Vincent Bernard completed an M.D./Ph.D. through a U54 Partnership between the University of Puerto Rico School of Medicine and MD Anderson UTHealth Graduate School, where his work focused on utilizing liquid biopsies for early detection, prognostication and therapeutic monitoring of pancreatic cancer. He is now a radiation oncology resident and Holman Research Pathway Fellow interested in leveraging functional genomics, as well as spatial and single cell transcriptomics to identify and characterize mechanisms of radioresistance in GI malignancies.
Enoch Chang, M.D.
Enoch Chang is a radiation oncology resident at MD Anderson. He grew up in California and attended college and medical school at Yale. His research interests include the applications of artificial intelligence and development of quantitative imaging biomarkers. He is investigating the role of a novel immunologic PET tracer as a biomarker for treatment response in patients with esophageal cancer.
Adam Grippin, M.D., Ph.D.
Adam Grippin completed his M.D. and his Ph.D. in biomedical engineering at the University of Florida. During his Ph.D. studies, he worked under mentorship of Dr. Duane Mitchell and Dr.
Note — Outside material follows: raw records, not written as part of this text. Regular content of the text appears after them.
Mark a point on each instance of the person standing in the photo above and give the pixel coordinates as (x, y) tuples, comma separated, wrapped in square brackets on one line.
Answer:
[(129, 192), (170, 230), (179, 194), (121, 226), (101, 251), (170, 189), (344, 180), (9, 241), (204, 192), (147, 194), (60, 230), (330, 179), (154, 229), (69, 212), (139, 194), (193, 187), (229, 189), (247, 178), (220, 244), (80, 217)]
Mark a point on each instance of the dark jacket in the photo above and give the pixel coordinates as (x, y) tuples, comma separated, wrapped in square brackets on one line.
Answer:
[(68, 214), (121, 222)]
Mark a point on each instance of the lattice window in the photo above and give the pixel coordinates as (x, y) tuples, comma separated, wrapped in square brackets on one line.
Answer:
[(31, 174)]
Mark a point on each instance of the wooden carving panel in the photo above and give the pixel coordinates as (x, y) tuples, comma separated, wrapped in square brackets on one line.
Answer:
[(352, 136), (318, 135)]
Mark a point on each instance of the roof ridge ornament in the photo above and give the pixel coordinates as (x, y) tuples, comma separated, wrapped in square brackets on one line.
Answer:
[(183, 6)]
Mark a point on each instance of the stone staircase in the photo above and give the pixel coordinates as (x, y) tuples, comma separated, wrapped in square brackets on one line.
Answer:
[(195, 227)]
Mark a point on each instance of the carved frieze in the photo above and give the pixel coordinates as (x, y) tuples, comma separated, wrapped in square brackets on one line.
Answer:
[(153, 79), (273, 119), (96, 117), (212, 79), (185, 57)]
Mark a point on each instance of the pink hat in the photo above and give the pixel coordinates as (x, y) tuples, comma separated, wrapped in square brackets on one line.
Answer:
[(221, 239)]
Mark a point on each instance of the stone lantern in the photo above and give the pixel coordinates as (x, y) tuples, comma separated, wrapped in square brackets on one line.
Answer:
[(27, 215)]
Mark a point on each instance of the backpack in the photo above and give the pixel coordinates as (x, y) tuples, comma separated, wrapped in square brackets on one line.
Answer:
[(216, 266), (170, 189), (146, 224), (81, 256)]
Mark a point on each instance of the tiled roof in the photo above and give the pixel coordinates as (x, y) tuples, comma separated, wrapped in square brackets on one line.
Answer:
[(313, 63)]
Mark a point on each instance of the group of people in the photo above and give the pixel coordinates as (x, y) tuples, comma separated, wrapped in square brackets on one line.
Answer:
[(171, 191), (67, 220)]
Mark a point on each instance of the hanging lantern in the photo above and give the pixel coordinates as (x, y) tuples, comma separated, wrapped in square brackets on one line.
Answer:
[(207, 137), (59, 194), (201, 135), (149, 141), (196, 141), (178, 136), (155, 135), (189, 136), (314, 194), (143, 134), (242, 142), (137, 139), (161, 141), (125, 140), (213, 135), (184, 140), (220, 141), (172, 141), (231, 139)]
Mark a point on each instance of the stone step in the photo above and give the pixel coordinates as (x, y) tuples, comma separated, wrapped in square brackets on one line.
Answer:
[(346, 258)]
Jon Dobson to develop a personalized RNA-nanoparticle platform that is currently in first-in-human clinical trials for treatment of brain tumors. He is a current resident in radiation oncology and fellow in the T32 Cancer Nanotechnology Fellowship at MD Anderson, where his research focuses on cancer immunotherapy and nanotechnology. His current projects include translational studies investigating the impact of mRNA vaccines on immune therapies and a multi-institutional clinical trial designed to elucidate the impact of radiation induced lymphopenia on immune function.
Aaron Seo, M.D., Ph.D.
Aaron Seo earned his M.D. and Ph.D. degrees at the University of Washington, with his Ph.D. in genome sciences focused on utilizing high-throughput sequencing approaches to identify novel causes of inherited bone marrow failure. After completing his preliminary internal medicine year at Virginia Mason Medical Center, he began radiation oncology training in 2021 at MD Anderson. His research project is focused on understanding the systemic immune response mechanisms of combined stereotactic ablative radiotherapy and immunotherapy (I-SABR) in order to identify genomic and molecular biomarkers associated with improved clinical outcomes in early-stage non-small cell lung cancer patients treated with I-SABR.
Former Lab Members
Jianzhong He, B.S.
Research Assistant
Jianzhong He has nearly 20 years of experience processing blood samples and other biomaterials as part of the translational research efforts in the thoracic radiation group. He performed assays to extract and analyze circulating cells as cancer biomarkers.
Yufei Liu, Ph.D., M.D.
Radiation Oncology Resident, Postdoctoral Fellow
Yufei Liu's projects revolved around the biological effects of FLASH radiation with a focus on lymphopenia, finding biological predictors of prognosis in esophageal cancer patients, and improving clinical outcomes in lung cancer patients receiving radiation. He grew up and went to college in the northeast and then moved to the Bay Area, where he received his Ph.D. in molecular biology from UC Berkeley studying the effects of sirtuins on hematopoietic stem cell aging and his M.D. from Stanford, where he investigated biomarkers for pancreatic cancer prognosis. Outside of the lab, he enjoys hiking, traveling, good food, piano and cheering on Boston sports teams.
Yawei Qiao, M.S.
Research Investigator
Yawei Qiao worked at MD Anderson for more than 20 years. Her work involved high-throughput screening (HTS) projects and animal tumor models.